Mark Liberman quoted these two passages from Mark Twain’s autobiography last month. Twain’s writing, especially in this mood, inspires in me a pang of fondness that finds an echo in my response to some of Vonnegut. Not so strange, I guess.
From Mark Twain’s autobiography
Like half of the U.S., I’ve been reading the first volume of Mark Twain’s recently-published autobiography. I’m sure that there’s some sociolinguistics in it somewhere, but for now you’ll have to be content with this rumination about discourse structure, which I present to you just in case you’re in the half that hasn’t bought the book yet:
Finally, in Florence in 1904, I hit upon the right way to do an Autobiography: start it at no particular time of your life; talk only about the thing which interests you for the moment; drop it the moment its interest threatens to pale, and turn your talk upon the new and more interesting thing that has intruded itself into your mind meantime.

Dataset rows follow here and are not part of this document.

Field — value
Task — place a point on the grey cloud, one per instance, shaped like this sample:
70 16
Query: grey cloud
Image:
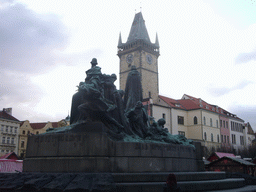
245 57
219 91
29 40
28 46
247 113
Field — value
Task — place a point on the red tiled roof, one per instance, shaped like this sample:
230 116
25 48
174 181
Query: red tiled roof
5 115
196 103
38 125
220 154
21 123
11 155
54 124
188 104
172 102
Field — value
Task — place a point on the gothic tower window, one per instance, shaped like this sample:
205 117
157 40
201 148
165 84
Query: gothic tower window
195 120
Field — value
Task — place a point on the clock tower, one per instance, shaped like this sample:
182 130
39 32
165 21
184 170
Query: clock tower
139 51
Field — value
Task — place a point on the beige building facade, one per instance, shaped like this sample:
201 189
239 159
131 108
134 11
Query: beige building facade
9 128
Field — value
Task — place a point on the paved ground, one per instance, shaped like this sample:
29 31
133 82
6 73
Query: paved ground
248 188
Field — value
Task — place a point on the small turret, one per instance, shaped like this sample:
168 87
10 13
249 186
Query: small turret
120 41
157 42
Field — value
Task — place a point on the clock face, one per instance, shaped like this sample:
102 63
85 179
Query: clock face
149 59
129 58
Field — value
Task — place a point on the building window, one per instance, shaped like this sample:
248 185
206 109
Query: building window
242 140
22 144
181 133
180 120
195 120
8 140
233 139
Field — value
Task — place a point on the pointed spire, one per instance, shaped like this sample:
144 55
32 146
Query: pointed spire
138 29
157 42
120 41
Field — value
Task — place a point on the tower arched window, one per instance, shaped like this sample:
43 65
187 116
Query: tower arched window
195 120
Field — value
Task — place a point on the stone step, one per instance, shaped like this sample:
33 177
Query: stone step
212 184
206 185
161 177
248 188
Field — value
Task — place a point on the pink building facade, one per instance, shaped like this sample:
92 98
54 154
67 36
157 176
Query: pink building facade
225 133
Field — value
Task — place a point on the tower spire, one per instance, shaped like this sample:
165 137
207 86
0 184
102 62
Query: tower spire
138 29
120 41
157 42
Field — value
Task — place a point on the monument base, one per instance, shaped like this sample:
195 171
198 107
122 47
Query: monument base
91 150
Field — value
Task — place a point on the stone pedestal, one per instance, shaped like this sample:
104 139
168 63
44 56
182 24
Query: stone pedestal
88 149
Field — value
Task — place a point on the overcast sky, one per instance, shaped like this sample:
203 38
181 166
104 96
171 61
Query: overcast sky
207 50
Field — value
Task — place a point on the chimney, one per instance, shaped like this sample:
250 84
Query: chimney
8 110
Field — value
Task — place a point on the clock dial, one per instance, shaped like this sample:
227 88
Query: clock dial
149 59
129 58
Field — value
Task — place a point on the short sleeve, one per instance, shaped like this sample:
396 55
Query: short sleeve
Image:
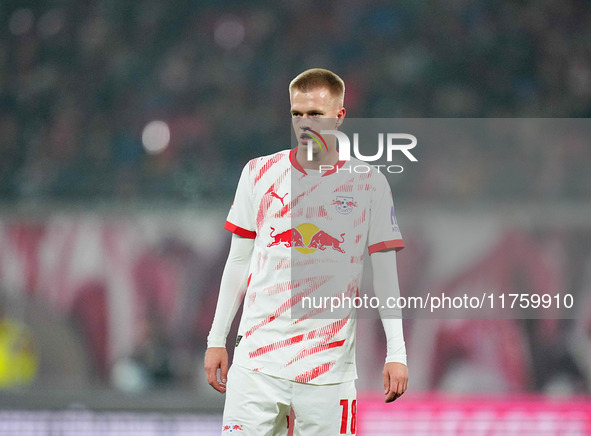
241 218
384 233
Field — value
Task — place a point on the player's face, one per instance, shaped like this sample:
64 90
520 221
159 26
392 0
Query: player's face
314 110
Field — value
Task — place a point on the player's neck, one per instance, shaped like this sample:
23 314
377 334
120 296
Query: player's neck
330 157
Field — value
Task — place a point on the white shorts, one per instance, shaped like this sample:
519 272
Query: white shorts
259 405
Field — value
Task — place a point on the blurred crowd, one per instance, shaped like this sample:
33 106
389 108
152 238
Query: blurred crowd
80 80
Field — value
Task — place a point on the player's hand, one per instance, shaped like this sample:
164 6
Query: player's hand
216 358
395 380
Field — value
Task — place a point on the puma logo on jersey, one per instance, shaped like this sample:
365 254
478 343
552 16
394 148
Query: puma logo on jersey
273 194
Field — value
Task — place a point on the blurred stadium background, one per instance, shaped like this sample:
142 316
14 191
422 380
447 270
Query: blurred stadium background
123 129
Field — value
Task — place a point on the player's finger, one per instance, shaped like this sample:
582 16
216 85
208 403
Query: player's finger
392 391
212 379
224 371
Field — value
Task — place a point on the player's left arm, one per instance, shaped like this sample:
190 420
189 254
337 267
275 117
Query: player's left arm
385 282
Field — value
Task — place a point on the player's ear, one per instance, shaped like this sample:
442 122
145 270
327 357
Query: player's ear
340 116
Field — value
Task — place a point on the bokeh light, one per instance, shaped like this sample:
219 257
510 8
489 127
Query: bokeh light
156 136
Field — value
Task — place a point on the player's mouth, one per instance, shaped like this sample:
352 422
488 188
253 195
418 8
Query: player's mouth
305 137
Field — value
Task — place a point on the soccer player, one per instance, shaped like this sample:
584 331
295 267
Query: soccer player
300 227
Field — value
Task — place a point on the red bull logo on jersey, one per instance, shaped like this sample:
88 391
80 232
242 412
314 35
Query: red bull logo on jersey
344 205
307 238
291 238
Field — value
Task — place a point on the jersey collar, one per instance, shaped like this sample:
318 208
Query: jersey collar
301 169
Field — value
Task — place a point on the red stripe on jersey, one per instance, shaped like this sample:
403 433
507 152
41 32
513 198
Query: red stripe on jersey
398 244
316 349
278 288
267 165
267 199
334 168
312 283
313 373
360 220
276 345
240 231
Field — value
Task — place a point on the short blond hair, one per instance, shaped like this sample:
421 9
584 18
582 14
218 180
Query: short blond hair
317 78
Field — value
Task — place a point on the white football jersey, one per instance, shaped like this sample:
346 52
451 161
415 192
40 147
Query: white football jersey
310 232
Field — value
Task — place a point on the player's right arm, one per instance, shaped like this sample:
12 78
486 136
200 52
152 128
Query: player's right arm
232 290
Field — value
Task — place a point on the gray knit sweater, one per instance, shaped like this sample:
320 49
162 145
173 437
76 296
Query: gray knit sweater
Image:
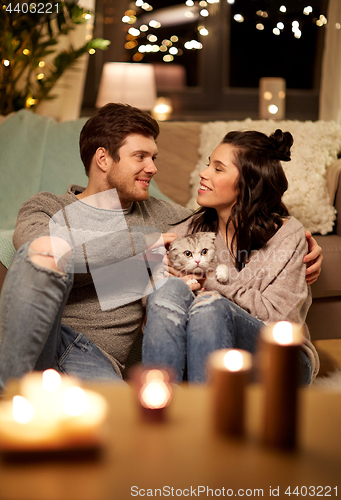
110 324
271 286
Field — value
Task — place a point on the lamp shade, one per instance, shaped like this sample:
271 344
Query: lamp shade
128 83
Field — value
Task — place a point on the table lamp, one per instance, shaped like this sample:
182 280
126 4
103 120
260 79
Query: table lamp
128 83
272 98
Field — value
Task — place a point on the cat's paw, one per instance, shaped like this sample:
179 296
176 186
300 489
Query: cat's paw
222 273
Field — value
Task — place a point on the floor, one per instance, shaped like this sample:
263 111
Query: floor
330 355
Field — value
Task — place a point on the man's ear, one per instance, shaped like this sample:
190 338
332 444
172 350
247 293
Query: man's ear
101 157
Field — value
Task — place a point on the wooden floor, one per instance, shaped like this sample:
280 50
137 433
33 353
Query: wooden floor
330 355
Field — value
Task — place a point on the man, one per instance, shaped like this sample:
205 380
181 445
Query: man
72 298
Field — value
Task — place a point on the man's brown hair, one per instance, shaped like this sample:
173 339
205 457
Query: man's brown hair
109 127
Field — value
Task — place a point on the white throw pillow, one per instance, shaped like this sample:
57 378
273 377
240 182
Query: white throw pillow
316 146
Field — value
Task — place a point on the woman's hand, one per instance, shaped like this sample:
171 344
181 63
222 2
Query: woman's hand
190 279
155 240
313 259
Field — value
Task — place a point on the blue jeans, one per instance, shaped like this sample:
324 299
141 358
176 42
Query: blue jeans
31 334
182 330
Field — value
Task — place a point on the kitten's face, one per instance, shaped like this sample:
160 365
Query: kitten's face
193 254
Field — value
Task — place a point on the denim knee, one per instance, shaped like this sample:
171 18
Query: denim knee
173 289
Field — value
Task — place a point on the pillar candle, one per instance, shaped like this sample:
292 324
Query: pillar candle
154 393
229 371
279 366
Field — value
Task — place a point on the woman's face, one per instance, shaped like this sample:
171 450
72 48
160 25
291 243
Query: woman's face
218 181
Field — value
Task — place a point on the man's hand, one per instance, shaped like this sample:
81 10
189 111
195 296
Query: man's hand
192 281
313 259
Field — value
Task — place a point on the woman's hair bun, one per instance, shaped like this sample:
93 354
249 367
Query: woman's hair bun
282 142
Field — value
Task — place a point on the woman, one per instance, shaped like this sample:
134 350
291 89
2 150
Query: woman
241 200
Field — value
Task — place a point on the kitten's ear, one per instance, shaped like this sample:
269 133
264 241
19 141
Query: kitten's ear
211 235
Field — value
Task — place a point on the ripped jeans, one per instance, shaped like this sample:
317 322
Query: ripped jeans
182 330
32 336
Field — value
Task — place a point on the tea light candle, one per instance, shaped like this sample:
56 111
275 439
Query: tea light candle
229 371
155 394
279 365
41 420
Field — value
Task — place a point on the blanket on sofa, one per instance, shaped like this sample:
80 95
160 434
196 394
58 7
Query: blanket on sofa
37 154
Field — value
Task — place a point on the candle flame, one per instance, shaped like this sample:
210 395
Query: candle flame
233 360
75 402
51 380
22 410
282 333
155 394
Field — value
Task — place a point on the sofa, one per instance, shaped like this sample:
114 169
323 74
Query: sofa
39 154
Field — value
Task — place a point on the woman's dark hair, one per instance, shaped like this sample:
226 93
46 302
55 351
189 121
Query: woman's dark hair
259 211
109 127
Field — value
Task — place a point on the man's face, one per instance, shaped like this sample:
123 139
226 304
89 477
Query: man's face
131 175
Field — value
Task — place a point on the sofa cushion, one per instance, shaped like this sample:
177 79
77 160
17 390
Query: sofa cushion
37 154
329 281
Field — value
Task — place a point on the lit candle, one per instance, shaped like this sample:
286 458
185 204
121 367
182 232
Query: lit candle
46 392
155 393
229 374
51 413
279 364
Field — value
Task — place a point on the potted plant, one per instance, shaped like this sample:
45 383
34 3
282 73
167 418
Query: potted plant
29 33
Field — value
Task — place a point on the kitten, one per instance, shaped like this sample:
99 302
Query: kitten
195 254
192 254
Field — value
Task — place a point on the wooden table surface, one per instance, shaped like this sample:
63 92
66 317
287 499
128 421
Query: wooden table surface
185 454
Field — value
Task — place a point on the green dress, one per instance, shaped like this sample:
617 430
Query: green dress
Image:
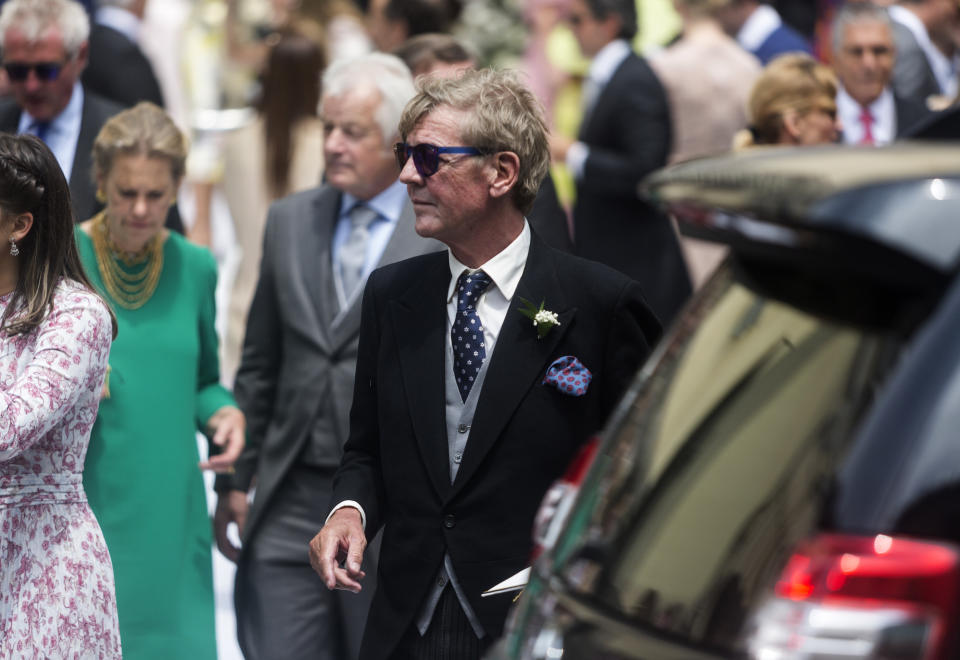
141 473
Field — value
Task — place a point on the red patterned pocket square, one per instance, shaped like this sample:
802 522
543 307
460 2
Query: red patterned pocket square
568 375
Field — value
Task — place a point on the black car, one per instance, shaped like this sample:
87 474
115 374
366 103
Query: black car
782 480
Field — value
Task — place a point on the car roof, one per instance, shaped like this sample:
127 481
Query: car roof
905 196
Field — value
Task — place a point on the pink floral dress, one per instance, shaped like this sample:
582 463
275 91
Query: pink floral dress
57 595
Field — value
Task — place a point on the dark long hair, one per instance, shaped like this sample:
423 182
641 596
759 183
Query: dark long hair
290 90
31 182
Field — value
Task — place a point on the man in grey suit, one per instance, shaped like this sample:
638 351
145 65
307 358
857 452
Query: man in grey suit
921 69
295 381
45 47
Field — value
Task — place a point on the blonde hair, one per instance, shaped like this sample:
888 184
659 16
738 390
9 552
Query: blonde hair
144 130
794 82
503 116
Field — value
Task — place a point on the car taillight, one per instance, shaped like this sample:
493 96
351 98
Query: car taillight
876 597
557 501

Also, make the narrative a combined Diary and Autobiography. In this way you have the vivid things of the present to make a contrast with memories of like things in the past, and these contrasts have a charm which is all their own. No talent is required to make a combined Diary and Autobiography interesting.
And so, I have found the right plan. It makes my labor amusement — mere amusement, play, pastime, and wholly effortless. It is the first time in history that the right plan has been hit upon.
This is also the right plan for successful blogging, in my experience.
OK, one more quotation:
For many years I believed that I remembered helping my grandfather drink his whisky toddy when I was six weeks old, but I do not tell about that any more, now; I am grown old, and my memory is not as active as it used to be. When I was younger I could remember anything, whether it had happened or not; but my faculties are decaying, now, and soon I shall be so I cannot remember any but the latter. It is sad to go to pieces like this, but we all have to do it.